What is interesting is that the so-called emerging markets, which we thought were nothing if not cash-generative, are catching up with their indebted European and American peers as their relative advantage in terms of return on capital declines.
You might suppose that the debt figures for emerging markets are under-estimated, or at least that the headline figures for their banks’ non-performing loans (NPLs) are under-valued. Apparently, state-owned banks in China are being told “to evergreen” problem loans[iv] (by which I think is meant that they hold them without impairment indefinitely until the borrower finally croaks). It is interesting to note that two very different countries with a very similar problem – namely, Italy and India – are in the throes of reforming their inadequate insolvency regimes precisely because it is awkward for banks to write down loans if an insolvent borrower is not formally in some kind of judicial administration. The Reserve Bank of India (RBI) is ordering banks to clean up their books. Last month’s cut in the key RBI discount rate will not help a number of major Indian corporates who are being forced into fire-sales by their lenders[v].

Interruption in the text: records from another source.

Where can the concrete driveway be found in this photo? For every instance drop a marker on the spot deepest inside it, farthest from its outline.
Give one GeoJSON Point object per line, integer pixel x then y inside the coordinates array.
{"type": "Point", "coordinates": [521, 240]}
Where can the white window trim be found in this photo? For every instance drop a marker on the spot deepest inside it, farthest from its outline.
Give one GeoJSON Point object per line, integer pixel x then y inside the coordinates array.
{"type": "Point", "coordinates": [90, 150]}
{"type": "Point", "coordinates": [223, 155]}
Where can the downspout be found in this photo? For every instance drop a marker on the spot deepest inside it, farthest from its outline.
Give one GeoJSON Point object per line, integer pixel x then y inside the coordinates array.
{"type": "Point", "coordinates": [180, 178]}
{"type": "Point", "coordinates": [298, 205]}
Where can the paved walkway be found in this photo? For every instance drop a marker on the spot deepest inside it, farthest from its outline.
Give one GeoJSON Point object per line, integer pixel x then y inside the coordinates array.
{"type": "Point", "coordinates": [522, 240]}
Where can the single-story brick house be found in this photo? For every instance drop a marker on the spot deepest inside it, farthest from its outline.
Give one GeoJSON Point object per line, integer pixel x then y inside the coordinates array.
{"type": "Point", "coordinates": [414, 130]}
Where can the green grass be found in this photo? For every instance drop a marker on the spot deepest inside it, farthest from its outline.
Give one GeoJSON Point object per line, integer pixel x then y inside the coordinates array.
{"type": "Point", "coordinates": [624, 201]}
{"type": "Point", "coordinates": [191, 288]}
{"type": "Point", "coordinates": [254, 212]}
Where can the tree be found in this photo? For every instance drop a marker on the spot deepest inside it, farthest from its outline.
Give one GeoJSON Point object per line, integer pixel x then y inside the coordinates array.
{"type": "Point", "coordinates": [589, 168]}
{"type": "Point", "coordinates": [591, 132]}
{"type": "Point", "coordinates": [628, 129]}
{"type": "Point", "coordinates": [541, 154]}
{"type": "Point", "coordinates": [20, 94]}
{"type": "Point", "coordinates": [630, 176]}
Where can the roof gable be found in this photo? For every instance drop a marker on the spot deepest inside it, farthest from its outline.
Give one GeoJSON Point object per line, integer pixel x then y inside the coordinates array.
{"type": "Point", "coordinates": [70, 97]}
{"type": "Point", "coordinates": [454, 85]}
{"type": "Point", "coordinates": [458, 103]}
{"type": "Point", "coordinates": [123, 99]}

I have written extensively in these pages about how, under the Cameron-Osborne pantomime horse, amid much tough talk of “cuts”, national spending just goes up as pensioners, and other paramilitary groups, are indulged – and yet Ms Sturgeon and co. shriek endlessly about “austerity”. But actually, it seems that, in this malady at least, Britain is not alone. Excessive debt and obsessive-compulsive government spending have become an international plague.
The roots of this problem are complex but I think most commentators would agree that they grow out of our woefully inadequate international monetary system – one that has been further de-stabilized by the shenanigans in the Eurozone, which can only get worse. (I won’t repeat some of the points arising from my review of Lord King’s book in the April edition of MI magazine – but people like King are on the case). And I have to say that I am coming to one of those junctures where I might actually have to change my mind.

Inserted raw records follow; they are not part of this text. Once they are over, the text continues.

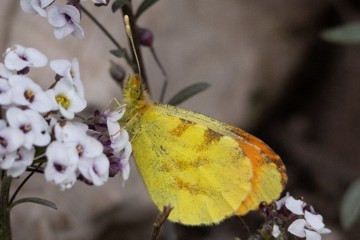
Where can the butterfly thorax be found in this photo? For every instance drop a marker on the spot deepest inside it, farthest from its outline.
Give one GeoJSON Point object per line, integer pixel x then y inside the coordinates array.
{"type": "Point", "coordinates": [136, 100]}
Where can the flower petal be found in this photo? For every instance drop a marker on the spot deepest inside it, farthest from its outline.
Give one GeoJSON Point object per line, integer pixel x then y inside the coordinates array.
{"type": "Point", "coordinates": [295, 206]}
{"type": "Point", "coordinates": [311, 235]}
{"type": "Point", "coordinates": [297, 228]}
{"type": "Point", "coordinates": [314, 220]}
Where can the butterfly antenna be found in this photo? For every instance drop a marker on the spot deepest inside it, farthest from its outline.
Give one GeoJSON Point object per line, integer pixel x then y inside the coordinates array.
{"type": "Point", "coordinates": [130, 35]}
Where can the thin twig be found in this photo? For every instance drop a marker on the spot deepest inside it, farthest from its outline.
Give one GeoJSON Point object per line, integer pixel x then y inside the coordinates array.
{"type": "Point", "coordinates": [159, 221]}
{"type": "Point", "coordinates": [157, 60]}
{"type": "Point", "coordinates": [107, 33]}
{"type": "Point", "coordinates": [127, 10]}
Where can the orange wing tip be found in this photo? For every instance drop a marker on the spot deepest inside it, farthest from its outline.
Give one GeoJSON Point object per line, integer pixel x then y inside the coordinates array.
{"type": "Point", "coordinates": [269, 172]}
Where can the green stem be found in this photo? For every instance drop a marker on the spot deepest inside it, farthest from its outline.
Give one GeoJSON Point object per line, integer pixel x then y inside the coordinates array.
{"type": "Point", "coordinates": [127, 10]}
{"type": "Point", "coordinates": [5, 225]}
{"type": "Point", "coordinates": [107, 33]}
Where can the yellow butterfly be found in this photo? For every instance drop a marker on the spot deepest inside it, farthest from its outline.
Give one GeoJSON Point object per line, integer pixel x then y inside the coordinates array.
{"type": "Point", "coordinates": [207, 170]}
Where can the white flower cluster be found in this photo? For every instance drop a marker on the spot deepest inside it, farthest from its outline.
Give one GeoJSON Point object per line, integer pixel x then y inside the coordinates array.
{"type": "Point", "coordinates": [64, 18]}
{"type": "Point", "coordinates": [308, 223]}
{"type": "Point", "coordinates": [34, 119]}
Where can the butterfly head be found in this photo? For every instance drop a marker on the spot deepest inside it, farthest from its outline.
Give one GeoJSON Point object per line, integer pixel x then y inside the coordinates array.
{"type": "Point", "coordinates": [134, 95]}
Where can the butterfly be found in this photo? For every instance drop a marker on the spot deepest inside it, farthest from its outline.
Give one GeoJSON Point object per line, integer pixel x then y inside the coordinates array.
{"type": "Point", "coordinates": [207, 170]}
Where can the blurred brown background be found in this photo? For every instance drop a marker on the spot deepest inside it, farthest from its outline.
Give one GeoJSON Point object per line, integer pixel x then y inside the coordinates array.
{"type": "Point", "coordinates": [270, 74]}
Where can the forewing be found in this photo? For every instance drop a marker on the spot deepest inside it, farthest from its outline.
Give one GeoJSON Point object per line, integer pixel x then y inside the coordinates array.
{"type": "Point", "coordinates": [191, 165]}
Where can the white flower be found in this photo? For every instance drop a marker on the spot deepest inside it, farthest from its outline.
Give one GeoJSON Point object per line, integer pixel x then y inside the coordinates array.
{"type": "Point", "coordinates": [20, 58]}
{"type": "Point", "coordinates": [5, 92]}
{"type": "Point", "coordinates": [22, 159]}
{"type": "Point", "coordinates": [112, 123]}
{"type": "Point", "coordinates": [35, 6]}
{"type": "Point", "coordinates": [75, 136]}
{"type": "Point", "coordinates": [61, 165]}
{"type": "Point", "coordinates": [65, 97]}
{"type": "Point", "coordinates": [95, 170]}
{"type": "Point", "coordinates": [276, 231]}
{"type": "Point", "coordinates": [10, 139]}
{"type": "Point", "coordinates": [311, 227]}
{"type": "Point", "coordinates": [27, 93]}
{"type": "Point", "coordinates": [32, 124]}
{"type": "Point", "coordinates": [295, 206]}
{"type": "Point", "coordinates": [101, 2]}
{"type": "Point", "coordinates": [4, 72]}
{"type": "Point", "coordinates": [69, 71]}
{"type": "Point", "coordinates": [65, 20]}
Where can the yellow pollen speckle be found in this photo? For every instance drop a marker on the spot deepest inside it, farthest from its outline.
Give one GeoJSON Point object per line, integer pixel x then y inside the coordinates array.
{"type": "Point", "coordinates": [72, 73]}
{"type": "Point", "coordinates": [63, 101]}
{"type": "Point", "coordinates": [29, 95]}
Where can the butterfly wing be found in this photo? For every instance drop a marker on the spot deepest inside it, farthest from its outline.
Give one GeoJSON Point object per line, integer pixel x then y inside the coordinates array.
{"type": "Point", "coordinates": [202, 167]}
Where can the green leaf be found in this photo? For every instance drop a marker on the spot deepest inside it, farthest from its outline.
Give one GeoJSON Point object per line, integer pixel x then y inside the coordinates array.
{"type": "Point", "coordinates": [120, 53]}
{"type": "Point", "coordinates": [118, 4]}
{"type": "Point", "coordinates": [188, 92]}
{"type": "Point", "coordinates": [350, 205]}
{"type": "Point", "coordinates": [36, 200]}
{"type": "Point", "coordinates": [143, 7]}
{"type": "Point", "coordinates": [346, 34]}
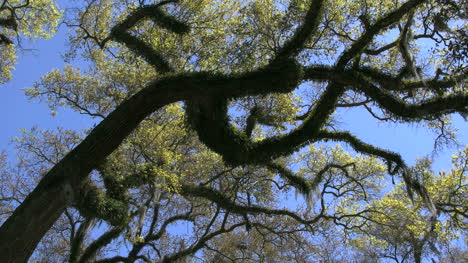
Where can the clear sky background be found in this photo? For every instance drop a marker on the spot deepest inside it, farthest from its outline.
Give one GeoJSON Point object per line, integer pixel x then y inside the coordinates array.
{"type": "Point", "coordinates": [41, 56]}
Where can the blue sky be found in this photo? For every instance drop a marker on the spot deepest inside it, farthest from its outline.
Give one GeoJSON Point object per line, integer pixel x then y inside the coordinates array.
{"type": "Point", "coordinates": [41, 56]}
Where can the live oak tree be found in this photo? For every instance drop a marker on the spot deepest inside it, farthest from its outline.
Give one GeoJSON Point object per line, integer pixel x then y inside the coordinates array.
{"type": "Point", "coordinates": [164, 78]}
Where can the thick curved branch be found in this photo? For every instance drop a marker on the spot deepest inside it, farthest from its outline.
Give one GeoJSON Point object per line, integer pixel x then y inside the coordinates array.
{"type": "Point", "coordinates": [99, 243]}
{"type": "Point", "coordinates": [293, 46]}
{"type": "Point", "coordinates": [120, 34]}
{"type": "Point", "coordinates": [431, 108]}
{"type": "Point", "coordinates": [209, 118]}
{"type": "Point", "coordinates": [362, 147]}
{"type": "Point", "coordinates": [361, 44]}
{"type": "Point", "coordinates": [225, 203]}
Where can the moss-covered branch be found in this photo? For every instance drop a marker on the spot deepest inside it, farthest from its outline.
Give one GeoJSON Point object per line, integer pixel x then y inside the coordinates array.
{"type": "Point", "coordinates": [225, 203]}
{"type": "Point", "coordinates": [362, 43]}
{"type": "Point", "coordinates": [153, 12]}
{"type": "Point", "coordinates": [294, 45]}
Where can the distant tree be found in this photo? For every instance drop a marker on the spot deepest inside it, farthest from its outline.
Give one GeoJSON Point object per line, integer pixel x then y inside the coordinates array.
{"type": "Point", "coordinates": [208, 109]}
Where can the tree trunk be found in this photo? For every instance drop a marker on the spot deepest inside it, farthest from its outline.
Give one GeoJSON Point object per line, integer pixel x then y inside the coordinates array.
{"type": "Point", "coordinates": [23, 230]}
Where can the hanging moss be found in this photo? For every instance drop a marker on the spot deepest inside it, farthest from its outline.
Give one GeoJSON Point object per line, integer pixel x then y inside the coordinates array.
{"type": "Point", "coordinates": [93, 202]}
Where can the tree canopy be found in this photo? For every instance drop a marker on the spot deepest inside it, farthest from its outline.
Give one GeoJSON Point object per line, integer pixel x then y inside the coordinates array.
{"type": "Point", "coordinates": [212, 113]}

I have always been anti-gold. As I asked Jim Mellon recently: “Why would any investor want to hold an asset with significant cost-of-carry and no return stream?” But I am finally coming to see that gold is an insurance policy in a world that might soon sink into negative growth and deflation under the unsustainable weight of its own debt. Quite how best to get exposure to gold will be the subject of a future reflection.
There’s a Japanese proverb which goes something like: a prince [or a writer for that matter] has the right to change his mind. Alice in Wonderland Economics is where we are. But I now see a crock of gold at the end of the rainbow.

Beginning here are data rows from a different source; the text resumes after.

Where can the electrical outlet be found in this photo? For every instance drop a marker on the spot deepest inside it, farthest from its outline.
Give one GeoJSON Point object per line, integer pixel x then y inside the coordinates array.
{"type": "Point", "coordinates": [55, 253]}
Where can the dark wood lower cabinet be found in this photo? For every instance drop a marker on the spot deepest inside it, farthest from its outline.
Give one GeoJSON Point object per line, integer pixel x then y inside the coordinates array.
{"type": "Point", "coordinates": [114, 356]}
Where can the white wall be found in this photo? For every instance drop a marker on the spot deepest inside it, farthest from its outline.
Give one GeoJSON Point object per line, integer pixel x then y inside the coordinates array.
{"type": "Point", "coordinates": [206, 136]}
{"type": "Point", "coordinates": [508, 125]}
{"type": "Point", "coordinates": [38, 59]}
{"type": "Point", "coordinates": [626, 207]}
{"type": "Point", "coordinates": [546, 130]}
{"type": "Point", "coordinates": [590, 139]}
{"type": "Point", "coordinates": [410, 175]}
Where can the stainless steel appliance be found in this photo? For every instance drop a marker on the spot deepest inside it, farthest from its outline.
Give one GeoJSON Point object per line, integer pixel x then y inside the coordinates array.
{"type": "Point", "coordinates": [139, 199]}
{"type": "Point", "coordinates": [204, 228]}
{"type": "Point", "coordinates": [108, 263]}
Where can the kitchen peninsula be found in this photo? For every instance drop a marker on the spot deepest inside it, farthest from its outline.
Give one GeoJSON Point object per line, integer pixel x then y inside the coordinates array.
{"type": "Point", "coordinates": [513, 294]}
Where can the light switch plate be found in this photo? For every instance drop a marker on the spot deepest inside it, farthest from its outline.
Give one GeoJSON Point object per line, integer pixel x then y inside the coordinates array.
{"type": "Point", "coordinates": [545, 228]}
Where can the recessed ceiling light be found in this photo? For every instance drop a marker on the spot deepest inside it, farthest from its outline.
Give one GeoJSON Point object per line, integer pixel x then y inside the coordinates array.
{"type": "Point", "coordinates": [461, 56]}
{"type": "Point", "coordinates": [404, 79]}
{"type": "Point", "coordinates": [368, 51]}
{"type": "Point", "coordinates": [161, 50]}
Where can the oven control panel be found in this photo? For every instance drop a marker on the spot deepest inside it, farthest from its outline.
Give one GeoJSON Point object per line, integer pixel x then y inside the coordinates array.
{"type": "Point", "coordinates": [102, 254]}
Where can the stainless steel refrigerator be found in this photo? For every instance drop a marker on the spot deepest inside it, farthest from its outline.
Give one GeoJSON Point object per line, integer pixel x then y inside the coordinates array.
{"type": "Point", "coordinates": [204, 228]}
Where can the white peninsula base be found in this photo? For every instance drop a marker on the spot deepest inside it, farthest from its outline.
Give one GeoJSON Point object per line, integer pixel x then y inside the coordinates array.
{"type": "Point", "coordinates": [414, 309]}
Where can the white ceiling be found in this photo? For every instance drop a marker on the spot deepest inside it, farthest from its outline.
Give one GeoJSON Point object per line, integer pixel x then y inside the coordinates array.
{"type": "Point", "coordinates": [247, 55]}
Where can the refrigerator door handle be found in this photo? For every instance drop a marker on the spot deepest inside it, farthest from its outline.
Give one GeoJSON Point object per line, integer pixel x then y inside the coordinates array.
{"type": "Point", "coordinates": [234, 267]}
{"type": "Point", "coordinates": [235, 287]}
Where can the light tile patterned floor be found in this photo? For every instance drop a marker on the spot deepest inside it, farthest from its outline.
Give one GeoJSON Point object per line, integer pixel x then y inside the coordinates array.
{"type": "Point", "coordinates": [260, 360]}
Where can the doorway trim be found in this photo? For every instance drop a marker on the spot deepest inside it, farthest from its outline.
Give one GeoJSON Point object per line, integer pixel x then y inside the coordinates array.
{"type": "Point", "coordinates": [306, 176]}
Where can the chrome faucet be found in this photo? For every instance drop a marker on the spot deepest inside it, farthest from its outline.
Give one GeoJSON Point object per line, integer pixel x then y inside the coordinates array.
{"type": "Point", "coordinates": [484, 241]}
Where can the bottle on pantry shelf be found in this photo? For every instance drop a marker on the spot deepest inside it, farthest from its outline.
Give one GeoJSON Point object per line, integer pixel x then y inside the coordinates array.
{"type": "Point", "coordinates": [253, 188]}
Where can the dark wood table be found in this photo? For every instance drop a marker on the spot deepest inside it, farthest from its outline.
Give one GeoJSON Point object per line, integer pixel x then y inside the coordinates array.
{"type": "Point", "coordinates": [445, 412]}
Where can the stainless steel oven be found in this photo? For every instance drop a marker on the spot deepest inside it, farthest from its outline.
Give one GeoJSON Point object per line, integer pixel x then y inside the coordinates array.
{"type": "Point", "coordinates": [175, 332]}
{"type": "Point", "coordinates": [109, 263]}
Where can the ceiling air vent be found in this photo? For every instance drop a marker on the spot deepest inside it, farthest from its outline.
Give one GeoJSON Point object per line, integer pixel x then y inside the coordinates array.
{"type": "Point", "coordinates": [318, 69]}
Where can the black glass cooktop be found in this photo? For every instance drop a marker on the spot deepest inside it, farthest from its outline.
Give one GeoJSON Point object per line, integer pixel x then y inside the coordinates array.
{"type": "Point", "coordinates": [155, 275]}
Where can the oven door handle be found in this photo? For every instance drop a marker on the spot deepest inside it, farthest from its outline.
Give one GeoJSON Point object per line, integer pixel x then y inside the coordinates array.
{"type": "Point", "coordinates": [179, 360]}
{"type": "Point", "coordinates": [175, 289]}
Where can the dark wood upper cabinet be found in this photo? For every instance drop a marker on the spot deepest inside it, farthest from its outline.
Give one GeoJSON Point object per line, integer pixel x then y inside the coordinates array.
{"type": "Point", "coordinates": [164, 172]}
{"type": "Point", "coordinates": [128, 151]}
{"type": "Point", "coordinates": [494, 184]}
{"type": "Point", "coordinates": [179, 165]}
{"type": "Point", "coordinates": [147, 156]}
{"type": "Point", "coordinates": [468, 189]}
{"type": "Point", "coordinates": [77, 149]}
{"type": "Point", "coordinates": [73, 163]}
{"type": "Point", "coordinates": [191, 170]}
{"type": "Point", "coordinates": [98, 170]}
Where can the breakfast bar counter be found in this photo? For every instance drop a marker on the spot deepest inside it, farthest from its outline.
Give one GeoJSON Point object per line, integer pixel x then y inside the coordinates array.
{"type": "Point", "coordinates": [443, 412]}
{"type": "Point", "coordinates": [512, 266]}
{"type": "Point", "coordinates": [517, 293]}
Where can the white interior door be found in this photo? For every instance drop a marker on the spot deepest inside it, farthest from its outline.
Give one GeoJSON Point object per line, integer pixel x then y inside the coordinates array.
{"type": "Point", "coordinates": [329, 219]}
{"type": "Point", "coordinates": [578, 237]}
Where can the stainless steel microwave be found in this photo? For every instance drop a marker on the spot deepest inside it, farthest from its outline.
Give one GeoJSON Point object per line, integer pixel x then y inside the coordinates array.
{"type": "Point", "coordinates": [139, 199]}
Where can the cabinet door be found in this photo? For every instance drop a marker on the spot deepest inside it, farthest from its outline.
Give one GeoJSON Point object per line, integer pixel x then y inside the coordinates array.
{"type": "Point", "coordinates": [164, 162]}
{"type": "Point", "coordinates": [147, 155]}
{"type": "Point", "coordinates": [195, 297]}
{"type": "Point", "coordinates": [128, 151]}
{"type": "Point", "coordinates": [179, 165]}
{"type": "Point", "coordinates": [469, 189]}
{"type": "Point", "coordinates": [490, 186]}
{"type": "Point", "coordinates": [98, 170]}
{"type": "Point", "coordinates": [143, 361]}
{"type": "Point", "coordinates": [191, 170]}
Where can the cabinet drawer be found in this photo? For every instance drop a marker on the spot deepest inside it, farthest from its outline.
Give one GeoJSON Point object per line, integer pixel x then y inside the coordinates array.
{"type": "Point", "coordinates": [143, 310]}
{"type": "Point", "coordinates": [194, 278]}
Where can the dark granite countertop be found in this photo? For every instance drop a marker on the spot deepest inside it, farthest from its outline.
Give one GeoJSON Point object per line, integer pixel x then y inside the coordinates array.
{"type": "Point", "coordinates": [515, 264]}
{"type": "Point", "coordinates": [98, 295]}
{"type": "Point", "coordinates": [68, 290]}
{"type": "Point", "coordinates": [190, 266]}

[i] Daily Telegraph, 07 April 2016, page B4. Article by Szu Ping Chan.
[ii] As explained by Jim Mellon in his address to the Master Investor Show on 23 April. His slides can be downloaded from the MI website.
[iii] See Banking Watchdog warns of new debt bubble, by Ambrose Evans-Pritchard, Daily Telegraph Saturday, 07 May 2016.
[iv] Ibid.
[v] See: India hopes push to rid banks of bad loans will shift balance of power, Financial Times page 32, 13 April 2016, by Henny Sender.